Interview with Eugene Spafford

scubacuda writes "Dr. Eugene 'Spaf' Spafford, security expert and professor of Computer Science at Purdue University, talks with Greplaw about what drove him to the computer security field, what it's like to testify before the White House and Congressional committees on information security and public policy, and how legislating technology is 'bad law.' For you budding legal geeks interested in forensics, technology, law, and ethics, Spaf has provided a reading list."

CERIAS

[newdamage]

For those of you interested, CERIAS is actually a pretty impressive research group. One of the PhD students is teaching our cs426 class right now, and it's one of the few CS classes I've taken where I'm actually learning practical knowledge about computer security.

Go Boilers!

Re:not impressed.

[Ogrez]

In reading your post, it becomes obvious that you dont have any clue what your talking about, I will give you a brief portion of his testimoney before congress on July 24th 2003.

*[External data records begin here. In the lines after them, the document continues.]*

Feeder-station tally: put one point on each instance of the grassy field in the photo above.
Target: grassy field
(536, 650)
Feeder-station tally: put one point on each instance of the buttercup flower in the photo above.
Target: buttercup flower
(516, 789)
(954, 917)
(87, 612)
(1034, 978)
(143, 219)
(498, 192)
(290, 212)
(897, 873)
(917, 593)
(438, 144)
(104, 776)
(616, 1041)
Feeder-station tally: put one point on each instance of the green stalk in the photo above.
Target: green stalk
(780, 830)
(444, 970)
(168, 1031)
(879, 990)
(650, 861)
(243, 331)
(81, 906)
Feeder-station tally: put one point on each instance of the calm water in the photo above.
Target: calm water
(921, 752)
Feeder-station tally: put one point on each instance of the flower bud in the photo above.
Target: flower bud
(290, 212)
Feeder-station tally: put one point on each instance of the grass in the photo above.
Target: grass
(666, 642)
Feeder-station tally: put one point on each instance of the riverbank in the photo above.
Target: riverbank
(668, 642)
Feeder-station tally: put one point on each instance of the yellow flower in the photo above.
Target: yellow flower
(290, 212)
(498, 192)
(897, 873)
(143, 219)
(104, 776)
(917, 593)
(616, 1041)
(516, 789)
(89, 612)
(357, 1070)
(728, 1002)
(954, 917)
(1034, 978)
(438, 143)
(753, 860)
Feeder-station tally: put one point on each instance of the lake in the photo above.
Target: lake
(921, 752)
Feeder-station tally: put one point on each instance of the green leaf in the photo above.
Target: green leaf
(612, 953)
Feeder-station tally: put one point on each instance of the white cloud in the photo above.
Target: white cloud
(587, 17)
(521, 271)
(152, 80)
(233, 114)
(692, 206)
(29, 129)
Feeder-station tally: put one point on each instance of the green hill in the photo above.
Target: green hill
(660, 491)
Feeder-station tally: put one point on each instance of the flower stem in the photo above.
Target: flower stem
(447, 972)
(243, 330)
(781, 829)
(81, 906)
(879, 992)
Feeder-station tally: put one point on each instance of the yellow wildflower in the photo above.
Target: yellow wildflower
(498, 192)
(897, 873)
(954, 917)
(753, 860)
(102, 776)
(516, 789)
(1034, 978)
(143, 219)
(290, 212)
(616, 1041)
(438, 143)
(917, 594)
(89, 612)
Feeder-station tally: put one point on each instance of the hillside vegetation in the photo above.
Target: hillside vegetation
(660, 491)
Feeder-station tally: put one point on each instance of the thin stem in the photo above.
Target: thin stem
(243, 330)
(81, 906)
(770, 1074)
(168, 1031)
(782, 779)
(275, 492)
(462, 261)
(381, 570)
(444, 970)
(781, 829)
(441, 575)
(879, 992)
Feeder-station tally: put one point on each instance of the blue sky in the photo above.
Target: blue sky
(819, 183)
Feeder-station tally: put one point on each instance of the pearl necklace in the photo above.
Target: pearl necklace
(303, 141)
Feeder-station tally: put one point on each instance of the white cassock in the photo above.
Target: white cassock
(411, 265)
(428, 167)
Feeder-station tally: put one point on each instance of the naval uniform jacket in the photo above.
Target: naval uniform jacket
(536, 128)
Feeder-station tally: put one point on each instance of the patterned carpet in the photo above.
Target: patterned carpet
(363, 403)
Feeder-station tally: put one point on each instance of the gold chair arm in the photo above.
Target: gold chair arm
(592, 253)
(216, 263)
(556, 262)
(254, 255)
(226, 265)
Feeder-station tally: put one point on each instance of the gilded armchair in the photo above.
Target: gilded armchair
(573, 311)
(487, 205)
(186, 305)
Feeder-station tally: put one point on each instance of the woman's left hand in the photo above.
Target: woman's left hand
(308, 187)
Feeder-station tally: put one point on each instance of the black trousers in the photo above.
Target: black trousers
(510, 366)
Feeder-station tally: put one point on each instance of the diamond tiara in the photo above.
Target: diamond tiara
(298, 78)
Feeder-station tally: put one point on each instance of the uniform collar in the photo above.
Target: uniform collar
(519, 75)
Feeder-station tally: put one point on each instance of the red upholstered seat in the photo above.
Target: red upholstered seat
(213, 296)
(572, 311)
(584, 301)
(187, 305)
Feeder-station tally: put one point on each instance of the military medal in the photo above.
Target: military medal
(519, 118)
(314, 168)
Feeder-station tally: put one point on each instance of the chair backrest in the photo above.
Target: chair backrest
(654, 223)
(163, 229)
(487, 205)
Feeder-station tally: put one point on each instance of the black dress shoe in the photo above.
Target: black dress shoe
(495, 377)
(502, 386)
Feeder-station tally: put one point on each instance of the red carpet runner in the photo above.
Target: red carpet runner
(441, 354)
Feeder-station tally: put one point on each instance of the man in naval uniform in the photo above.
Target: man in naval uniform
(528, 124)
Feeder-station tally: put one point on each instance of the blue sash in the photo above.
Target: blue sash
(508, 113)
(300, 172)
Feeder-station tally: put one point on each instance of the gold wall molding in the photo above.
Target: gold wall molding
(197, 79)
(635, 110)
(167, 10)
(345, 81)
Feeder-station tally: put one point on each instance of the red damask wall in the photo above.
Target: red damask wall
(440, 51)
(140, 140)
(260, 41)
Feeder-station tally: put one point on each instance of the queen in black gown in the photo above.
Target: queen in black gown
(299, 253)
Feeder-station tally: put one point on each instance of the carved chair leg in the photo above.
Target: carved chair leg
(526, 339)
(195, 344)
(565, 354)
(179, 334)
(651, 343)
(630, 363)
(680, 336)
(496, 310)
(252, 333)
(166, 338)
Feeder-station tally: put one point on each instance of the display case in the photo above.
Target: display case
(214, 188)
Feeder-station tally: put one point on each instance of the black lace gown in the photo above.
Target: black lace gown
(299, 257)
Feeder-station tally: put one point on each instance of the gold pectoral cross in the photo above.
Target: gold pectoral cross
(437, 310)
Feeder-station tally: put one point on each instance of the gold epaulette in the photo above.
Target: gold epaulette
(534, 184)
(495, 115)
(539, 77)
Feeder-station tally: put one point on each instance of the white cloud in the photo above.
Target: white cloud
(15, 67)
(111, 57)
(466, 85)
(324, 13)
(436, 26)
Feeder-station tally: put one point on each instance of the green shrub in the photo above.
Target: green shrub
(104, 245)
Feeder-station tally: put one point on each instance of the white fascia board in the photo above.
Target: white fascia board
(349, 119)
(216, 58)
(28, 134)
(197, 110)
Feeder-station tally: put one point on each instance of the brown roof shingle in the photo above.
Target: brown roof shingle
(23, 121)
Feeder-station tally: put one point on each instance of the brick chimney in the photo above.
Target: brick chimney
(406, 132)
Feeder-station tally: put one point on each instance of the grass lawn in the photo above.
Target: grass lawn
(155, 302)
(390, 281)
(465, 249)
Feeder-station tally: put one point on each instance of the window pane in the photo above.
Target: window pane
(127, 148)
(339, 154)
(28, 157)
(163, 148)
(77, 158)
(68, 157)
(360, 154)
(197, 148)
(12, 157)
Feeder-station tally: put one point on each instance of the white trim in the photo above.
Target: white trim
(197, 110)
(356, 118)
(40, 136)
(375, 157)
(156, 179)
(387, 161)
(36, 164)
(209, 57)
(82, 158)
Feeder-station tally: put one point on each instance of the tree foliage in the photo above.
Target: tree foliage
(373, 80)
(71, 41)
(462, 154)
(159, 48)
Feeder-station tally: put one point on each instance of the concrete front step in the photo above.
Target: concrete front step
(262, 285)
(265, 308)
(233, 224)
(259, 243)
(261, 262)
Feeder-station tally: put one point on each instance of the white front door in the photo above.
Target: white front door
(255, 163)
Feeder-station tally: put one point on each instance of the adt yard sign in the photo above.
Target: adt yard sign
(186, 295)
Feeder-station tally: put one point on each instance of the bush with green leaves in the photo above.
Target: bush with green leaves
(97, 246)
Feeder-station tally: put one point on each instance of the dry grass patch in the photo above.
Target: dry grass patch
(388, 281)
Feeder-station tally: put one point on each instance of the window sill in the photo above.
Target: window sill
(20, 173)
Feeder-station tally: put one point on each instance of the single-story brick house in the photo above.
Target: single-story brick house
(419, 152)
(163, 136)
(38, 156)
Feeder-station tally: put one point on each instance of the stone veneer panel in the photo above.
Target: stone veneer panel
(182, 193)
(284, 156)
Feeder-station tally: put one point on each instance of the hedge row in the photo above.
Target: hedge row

More recently, provisions of the Digital Millennium Copyright Act (DMCA) have led to faculty being threatened with lawsuits for publishing their security research, and some faculty (Fred Cohen and myself included) have decided to curtail or stop our research in some areas of security because of the potential for us to be arrested or sued. This is particularly true in the area of software threats -- the very same tools and techniques necessary to reverse-engineer and protect against malicious software are seen as a threat by many in the entertainment and content provision industries. Legislation against technology instead of against infringing behavior can only hurt our progress in securing the infrastructure.

Bonus Spafford interview

[securitas]

scubaduba, interesting interview. I see some of the same themes that he's talked about in the past. He is quite concerned about the effects of technology on the average person which he discusses in some detail in the interview linked below.

Here's an interview with Eugene Spafford in two parts that outlines a lot of the issues that he's concerned with. It provides some background and insights into his thinking. I found his views on the purpose of security technology especially interesting and somewhat unexpected. The same goes for his indirect criticism of Microsoft, which speaks to his comment in the Greplaw interview about 'using the right tools for the right jobs.'

Description courtesy of Bruce Schneier's Crypto-gram:

Long and interesting interview with Gene Spafford, about the infosec threat landscape; privacy; the challenges of digital certificates, CRLs, public key infrastructure standards and interoperability; key escrow, backup and recovery; identity fraud; trust on the Internet; and the problems of security education today. Sample quote: "Security doesn't work as an add-on. It really needs to be built-in from the beginning."

Re:Interesting Read

[Chuu]

About the tablet PC, every CS professor at Purdue University got a free tablet PC from microsoft, as well as a donation of enough for a class dedicated to table pc applications (more info : http://www.cs.purdue.edu/homes/cmh/490T/). I believe microsoft also donated a couple hundred (!) PocketPC's for Purdue's e-stadium project. I wouldn't read too much into the fact he owns a tablet.

Re:The interviewer wasn't listening

[scubacuda]

"Plowed ahead."

Good call. I sent him a list of the questions several months ago and he just returned them the other day.

When I saw the direction he took it at the beginning, I considered adding/editing/rewording my original list of questions to fall under that umbrella. For better or worse (perhaps worse) I went ahead and published what I had.

Pontification

[metamatic]

Speaking of Spaf pontificating loudly, don't forget to read the "Farewell To Usenet" message he posted back in 1993, defining that it was the end of an era for Usenet because he was bored with it.